UK growers foresee favourable season ahead for cherries from UK, abroad

With Brexit a factor, growers target larger crop of Picota cherries for UK

Produce Business reports

European Picota cherry growers in Spain’s Jerte Valley west of Madrid are predicting a bountiful harvest in mid-June after a three-week blossom in April that saw pristine weather conditions.

More than a million cherry trees are grown on the slopes of the mountain, and this year’s volumes headed to the UK are expected to be higher than last year. The season runs from late June until August.

“This year we have experienced a cold winter – the low temperatures make the trees more resilient, and so in the spring they are now primed to bear good quality fruit,” Miguel Ángel Durán, Export Manager at Agrupacion de Cooperativas Valle Del Jerte, said. “The spring has been very favourable with mild temperatures, which has helped the bees to play their part, and the pollination process has been excellent. Thanks to all these climatic conditions, we are expecting a very good European Picota cherry campaign, both in terms of volumes and quality.”

Durán says UK supermarkets are hoping to resolve potential setbacks posed by Brexit to guarantee the Picota supply.

“Because of this, we have decided to assign a large part of this year’s crop to the UK market,” he says. “While it is true that the logistical challenge will be greater this year, we will be able to work around it without any problems to provide the Picotas and cherries when the time arrives.”

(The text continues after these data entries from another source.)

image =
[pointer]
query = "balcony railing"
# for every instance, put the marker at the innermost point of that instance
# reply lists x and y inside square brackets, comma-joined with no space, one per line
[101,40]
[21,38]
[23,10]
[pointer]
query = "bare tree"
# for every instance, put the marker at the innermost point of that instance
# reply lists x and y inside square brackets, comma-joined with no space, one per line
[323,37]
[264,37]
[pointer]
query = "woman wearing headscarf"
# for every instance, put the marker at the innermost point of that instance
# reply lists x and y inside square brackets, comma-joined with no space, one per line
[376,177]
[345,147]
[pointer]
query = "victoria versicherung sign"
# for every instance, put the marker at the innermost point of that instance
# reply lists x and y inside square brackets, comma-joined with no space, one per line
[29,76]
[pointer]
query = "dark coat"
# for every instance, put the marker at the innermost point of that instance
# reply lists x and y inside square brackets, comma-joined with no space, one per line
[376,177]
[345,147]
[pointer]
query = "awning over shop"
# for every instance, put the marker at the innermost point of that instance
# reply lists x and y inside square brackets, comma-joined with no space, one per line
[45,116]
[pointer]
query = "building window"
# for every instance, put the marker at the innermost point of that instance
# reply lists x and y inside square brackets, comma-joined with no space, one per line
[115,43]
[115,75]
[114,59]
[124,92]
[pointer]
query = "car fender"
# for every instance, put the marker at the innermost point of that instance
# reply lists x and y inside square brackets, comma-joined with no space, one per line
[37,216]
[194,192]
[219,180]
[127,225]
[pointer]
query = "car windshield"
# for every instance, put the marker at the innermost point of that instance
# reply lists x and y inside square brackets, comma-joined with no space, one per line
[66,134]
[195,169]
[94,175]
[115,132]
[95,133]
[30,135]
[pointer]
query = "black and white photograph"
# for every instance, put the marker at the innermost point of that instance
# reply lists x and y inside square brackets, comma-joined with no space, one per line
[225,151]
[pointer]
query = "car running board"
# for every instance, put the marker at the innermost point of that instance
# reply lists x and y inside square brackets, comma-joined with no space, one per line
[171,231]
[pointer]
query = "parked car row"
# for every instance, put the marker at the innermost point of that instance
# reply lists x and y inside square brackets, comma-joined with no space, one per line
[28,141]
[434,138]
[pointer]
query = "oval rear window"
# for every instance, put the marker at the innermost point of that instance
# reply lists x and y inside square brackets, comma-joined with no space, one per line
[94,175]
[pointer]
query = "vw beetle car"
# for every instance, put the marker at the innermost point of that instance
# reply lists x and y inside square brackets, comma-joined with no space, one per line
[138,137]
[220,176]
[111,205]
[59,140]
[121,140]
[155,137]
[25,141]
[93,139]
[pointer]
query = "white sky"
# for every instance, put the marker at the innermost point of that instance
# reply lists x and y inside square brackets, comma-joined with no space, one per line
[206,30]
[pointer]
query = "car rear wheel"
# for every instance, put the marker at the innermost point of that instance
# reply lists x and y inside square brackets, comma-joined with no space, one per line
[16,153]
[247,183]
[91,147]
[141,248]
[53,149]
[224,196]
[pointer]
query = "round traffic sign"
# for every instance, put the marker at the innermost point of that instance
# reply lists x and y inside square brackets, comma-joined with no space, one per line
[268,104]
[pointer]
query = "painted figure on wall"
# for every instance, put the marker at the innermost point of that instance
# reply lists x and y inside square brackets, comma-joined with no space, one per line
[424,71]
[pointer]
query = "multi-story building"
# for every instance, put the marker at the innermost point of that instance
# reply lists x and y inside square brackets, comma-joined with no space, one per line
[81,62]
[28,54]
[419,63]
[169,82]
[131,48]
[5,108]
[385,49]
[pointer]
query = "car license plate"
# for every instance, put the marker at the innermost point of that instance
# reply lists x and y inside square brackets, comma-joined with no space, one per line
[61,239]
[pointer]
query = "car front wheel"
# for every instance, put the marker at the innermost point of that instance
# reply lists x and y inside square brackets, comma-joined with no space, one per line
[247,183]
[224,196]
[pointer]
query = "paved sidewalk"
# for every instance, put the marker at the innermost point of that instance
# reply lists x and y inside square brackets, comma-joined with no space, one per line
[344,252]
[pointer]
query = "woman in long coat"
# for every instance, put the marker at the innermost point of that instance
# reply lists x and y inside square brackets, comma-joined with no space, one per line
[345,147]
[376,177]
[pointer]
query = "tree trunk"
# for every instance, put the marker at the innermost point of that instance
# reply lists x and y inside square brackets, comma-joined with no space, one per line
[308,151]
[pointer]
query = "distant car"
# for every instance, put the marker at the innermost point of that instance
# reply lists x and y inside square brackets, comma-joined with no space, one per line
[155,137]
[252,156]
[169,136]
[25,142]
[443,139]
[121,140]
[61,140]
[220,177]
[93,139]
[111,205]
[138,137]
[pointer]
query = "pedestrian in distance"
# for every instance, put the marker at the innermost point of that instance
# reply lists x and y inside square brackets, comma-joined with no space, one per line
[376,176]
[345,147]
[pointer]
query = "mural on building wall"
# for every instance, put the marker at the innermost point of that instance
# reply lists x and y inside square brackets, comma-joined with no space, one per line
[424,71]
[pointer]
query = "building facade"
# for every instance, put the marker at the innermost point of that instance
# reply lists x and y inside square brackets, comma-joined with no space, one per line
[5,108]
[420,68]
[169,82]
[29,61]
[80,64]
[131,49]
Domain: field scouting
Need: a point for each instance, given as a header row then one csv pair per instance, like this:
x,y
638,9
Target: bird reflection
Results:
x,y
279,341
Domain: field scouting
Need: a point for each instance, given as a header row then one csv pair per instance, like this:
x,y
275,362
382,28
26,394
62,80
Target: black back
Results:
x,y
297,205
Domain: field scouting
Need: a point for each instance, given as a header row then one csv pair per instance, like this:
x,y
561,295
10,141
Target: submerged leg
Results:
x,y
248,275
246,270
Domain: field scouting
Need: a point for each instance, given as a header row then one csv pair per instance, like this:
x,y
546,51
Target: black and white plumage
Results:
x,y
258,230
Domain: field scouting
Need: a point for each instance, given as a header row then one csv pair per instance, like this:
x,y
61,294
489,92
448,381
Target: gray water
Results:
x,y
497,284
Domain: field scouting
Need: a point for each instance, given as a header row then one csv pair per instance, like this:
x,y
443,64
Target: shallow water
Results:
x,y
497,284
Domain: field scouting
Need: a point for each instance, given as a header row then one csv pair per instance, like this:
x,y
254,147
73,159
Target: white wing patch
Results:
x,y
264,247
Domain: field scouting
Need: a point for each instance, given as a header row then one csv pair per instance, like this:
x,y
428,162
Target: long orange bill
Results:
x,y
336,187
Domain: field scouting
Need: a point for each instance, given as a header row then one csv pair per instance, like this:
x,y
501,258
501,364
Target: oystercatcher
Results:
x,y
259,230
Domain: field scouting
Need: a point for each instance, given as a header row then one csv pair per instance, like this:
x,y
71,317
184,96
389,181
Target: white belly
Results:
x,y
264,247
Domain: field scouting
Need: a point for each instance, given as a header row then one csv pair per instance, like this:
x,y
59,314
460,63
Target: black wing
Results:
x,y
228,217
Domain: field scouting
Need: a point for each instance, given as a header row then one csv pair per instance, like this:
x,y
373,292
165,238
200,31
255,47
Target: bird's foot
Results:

Farmers who grow the exclusive European variety follow rigorous quality control procedures that grant the Picota its Denomination of Origin (DO) status. This seal certifies its exceptional sweetness, traceability, and European quality. The sustainable cherries are handpicked from the trees, put in chestnut baskets, packaged and then shipped.

The Jerte Valley is located 200km west of Spain’s capital, in Northern Extremadura.

The estimated Picota volumes for 2021 are 21 million kilos, of which 50-60% will be exported worldwide, and the rest sold in the domestic market.

 “We hope to hit 5 million kg, which will mean selling 25% more cherries than in 2020,” Durán said: “UK consumers want to see more Picota cherries on the shelves this year because the supermarkets position them as the ideal natural snack during the summer.”